Medium 2. Modify qr_algorithm to use a shift: at each step, compute Aₖ - μI·Q·R and Aₖ₊₁ = RQ + μI where μ is the bottom-right entry of Aₖ. Compare convergence speed with and without the shift on a 4×4 matrix.

Hard. Implement deflation: after finding the dominant eigenvalue λ₁ and eigenvector v₁, subtract the rank-1 update A’ = A - λ₁v₁v₁ᵀ/||v₁||². Show that A’ has eigenvalue 0 where A had λ₁, and the same remaining eigenvalues. Use this to compute all eigenvalues of a 4×4 matrix sequentially.
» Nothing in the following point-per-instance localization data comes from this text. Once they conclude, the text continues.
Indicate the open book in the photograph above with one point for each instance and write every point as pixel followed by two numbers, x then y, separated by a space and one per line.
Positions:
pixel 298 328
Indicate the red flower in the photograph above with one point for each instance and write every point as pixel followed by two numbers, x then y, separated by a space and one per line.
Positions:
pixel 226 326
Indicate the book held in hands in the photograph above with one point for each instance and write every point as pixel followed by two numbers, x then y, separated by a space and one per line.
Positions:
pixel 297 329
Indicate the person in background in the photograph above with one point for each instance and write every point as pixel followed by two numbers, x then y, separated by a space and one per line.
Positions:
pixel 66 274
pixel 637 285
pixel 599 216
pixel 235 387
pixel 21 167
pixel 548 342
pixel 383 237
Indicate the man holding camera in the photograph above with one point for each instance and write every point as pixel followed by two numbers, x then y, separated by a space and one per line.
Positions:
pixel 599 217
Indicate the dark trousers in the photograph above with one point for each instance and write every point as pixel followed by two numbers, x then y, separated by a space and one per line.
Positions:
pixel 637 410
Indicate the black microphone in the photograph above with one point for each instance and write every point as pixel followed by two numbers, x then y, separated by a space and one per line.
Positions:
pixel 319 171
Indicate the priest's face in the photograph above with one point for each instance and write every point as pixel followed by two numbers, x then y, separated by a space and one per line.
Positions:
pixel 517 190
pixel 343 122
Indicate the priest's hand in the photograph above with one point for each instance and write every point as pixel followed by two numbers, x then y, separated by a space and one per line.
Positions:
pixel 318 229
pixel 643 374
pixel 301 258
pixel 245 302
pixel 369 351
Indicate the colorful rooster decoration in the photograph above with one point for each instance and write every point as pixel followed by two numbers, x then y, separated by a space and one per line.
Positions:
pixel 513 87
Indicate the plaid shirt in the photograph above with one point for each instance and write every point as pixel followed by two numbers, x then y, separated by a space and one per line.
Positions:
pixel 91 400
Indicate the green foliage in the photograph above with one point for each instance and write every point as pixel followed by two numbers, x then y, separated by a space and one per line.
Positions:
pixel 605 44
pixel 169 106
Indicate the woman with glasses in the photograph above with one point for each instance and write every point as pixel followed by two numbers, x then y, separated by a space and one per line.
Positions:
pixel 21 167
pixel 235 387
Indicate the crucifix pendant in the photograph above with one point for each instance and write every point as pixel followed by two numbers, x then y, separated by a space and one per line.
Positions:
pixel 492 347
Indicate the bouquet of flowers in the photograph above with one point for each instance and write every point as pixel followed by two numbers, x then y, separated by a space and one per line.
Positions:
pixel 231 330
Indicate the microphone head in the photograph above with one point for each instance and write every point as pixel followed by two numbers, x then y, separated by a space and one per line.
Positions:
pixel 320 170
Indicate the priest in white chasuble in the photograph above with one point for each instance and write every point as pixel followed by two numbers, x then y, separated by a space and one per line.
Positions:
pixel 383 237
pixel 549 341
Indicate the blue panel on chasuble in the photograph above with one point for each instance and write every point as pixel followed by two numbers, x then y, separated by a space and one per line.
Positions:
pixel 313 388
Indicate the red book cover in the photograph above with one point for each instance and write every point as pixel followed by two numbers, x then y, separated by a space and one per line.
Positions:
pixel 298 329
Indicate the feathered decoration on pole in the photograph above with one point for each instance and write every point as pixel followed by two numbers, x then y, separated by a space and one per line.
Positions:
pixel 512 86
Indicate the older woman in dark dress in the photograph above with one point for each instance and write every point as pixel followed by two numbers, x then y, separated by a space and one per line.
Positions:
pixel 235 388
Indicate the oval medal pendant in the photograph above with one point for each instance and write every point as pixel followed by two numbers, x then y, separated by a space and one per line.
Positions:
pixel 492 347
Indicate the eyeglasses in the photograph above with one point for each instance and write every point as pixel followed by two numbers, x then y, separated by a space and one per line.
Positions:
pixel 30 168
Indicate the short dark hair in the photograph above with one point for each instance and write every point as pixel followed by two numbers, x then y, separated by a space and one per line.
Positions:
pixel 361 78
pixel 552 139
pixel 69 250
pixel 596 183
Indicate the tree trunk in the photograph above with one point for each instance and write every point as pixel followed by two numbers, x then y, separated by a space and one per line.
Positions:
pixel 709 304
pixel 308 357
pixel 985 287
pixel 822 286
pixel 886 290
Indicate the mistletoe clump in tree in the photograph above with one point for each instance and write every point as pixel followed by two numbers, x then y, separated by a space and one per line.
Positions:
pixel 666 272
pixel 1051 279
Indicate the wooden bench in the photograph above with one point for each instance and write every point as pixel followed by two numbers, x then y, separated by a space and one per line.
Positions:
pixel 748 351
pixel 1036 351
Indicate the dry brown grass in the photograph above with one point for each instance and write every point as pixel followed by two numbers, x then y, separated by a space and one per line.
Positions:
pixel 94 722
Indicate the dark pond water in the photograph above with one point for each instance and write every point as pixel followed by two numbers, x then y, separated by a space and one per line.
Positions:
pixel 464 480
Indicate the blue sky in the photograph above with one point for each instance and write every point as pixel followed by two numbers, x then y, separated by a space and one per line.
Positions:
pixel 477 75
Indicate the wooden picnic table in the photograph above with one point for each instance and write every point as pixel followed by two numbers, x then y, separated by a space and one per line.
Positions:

8. Mini Project: Spectral Analysis of a Graph

# --- Mini Project: Eigenvalues of an adjacency matrix ---
# Problem: The eigenvalues of a graph's adjacency matrix encode its structure.
#          The largest eigenvalue relates to connectivity; the second-smallest
#          Laplacian eigenvalue reveals cluster structure.
# Task: Build a small graph, compute its Laplacian, find eigenvalues,
#       and use them to detect clusters.

import numpy as np
import matplotlib.pyplot as plt
plt.style.use('seaborn-v0_8-whitegrid')

# Adjacency matrix: two clusters (nodes 0-2 and 3-5) with a weak bridge
n = 6
A_adj = np.zeros((n, n))

# Dense connections within clusters
for i in range(3):
    for j in range(i+1, 3):
        A_adj[i, j] = A_adj[j, i] = 1
for i in range(3, 6):
    for j in range(i+1, 6):
        A_adj[i, j] = A_adj[j, i] = 1

# Weak bridge between clusters
A_adj[2, 3] = A_adj[3, 2] = 0.1  # TODO: try 0, 0.5, 1.0

# Laplacian: L = D - A where D = degree matrix
D = np.diag(A_adj.sum(axis=1))
L = D - A_adj

eigvals, eigvecs = np.linalg.eigh(L)  # eigh for symmetric

print("Laplacian eigenvalues:")
for i, ev in enumerate(eigvals):
    print(f"  λ{i} = {ev:.4f}")

# The Fiedler vector: eigenvector of second-smallest eigenvalue
fiedler_vec = eigvecs[:, 1]

fig, axes = plt.subplots(1, 2, figsize=(12, 4))
axes[0].bar(range(n), fiedler_vec, color=['steelblue' if f > 0 else 'tomato' for f in fiedler_vec])
axes[0].axhline(0, color='black', lw=0.8)
axes[0].set_xlabel('Node')
axes[0].set_ylabel('Fiedler vector value')
axes[0].set_title('Fiedler vector: positive=cluster A, negative=cluster B')

axes[1].bar(range(n), eigvals, color='steelblue')
axes[1].set_xlabel('Eigenvalue index')
axes[1].set_ylabel('λ')
axes[1].set_title('Laplacian spectrum')

plt.tight_layout()
plt.show()
print(f"\nFiedler value (λ1={eigvals[1]:.4f}): connectivity measure")
print("Signs of Fiedler vector indicate cluster membership:")
print(['+' if f > 0 else '-' for f in fiedler_vec])
Laplacian eigenvalues:
  λ0 = -0.0000
  λ1 = 0.0638
  λ2 = 3.0000
  λ3 = 3.0000
  λ4 = 3.0000
  λ5 = 3.1362
<Figure size 1200x400 with 2 Axes>

Fiedler value (λ1=0.0638): connectivity measure
Signs of Fiedler vector indicate cluster membership:
['+', '+', '+', '-', '-', '-']

9. Chapter Summary & Connections

  • For n > 4, eigenvalues cannot be computed algebraically — iterative numerical methods are required.

  • Power iteration finds the dominant eigenpair; it converges at rate |λ₂/λ₁|ᵏ.

  • The QR algorithm finds all eigenvalues by iteratively triangularizing the matrix via similarity transforms.

  • Condition number determines eigenvalue sensitivity to matrix perturbations.

  • Graph Laplacian eigenvalues encode connectivity structure — foundational to spectral clustering.

Backward: Power iteration was previewed in ch169’s mini project. QR decomposition appeared in ch162 (Matrix Factorization).

Forward:

  • ch172 (Diagonalization): using eigenvectors to decompose A = VΛV⁻¹

  • ch173 (SVD): extends eigendecomposition to non-square matrices using singular vectors

  • ch191 (Graph Embedding): spectral methods for embedding graphs in low-dimensional spaces

Going deeper: LAPACK’s dsyev (symmetric) and dgeev (general) routines are what NumPy calls. They use the Francis double-shift QR algorithm for fast convergence.